Milli Eğitim Bakanlığı bu müzenin gezilmesi ve tanıtımı için ciddi bir program hazırlamalıdır. Öncelikle Türkiye çapında ilgili branş öğretmenlerinin gruplar halinde İstanbul'a getirilip müze hakkında bilgi sahibi olmaları sağlanmalıdır. Öğretmenler bilinçlendikten sonra öğrencilere sıra gelebilir. Yeni uygulamaya konulan birer haftalık iki ara tatil, bu program için çok uygundur.

Peki, İslam Bilim ve Teknoloji Müzesi niçin bu kadar önemli? İslam Bilim Tarihi neden bizi bu kadar ilgilendiriyor?

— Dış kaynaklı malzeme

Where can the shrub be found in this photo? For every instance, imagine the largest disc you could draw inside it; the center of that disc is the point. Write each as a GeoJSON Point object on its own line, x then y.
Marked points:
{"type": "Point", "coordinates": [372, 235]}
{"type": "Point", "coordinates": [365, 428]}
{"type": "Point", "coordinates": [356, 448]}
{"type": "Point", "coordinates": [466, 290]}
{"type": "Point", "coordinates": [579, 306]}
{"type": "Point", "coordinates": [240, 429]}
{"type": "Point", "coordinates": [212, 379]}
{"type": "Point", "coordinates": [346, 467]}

Bu soruların cevabı aslında müzenin içinde saklı. Merhum Prof. Dr. Fuat Sezgin hocamızın ömrünü vererek uzun araştırmalar sonunda ulaştığı tarihi gerçeklerin, elle tutulur, gözle görülür örnekleri ve maketleri, görenleri hayretler içinde bırakıyor. Müzeyi gezenler, Müslümanların asırlar boyunca bilim, teknoloji, sanat, kültür ve medeniyette ne kadar ileri olduğunu anlayıp düşünmeye başlıyor. İşte Hocamızın yapmak istediği şey, tam da bu uyanıştır!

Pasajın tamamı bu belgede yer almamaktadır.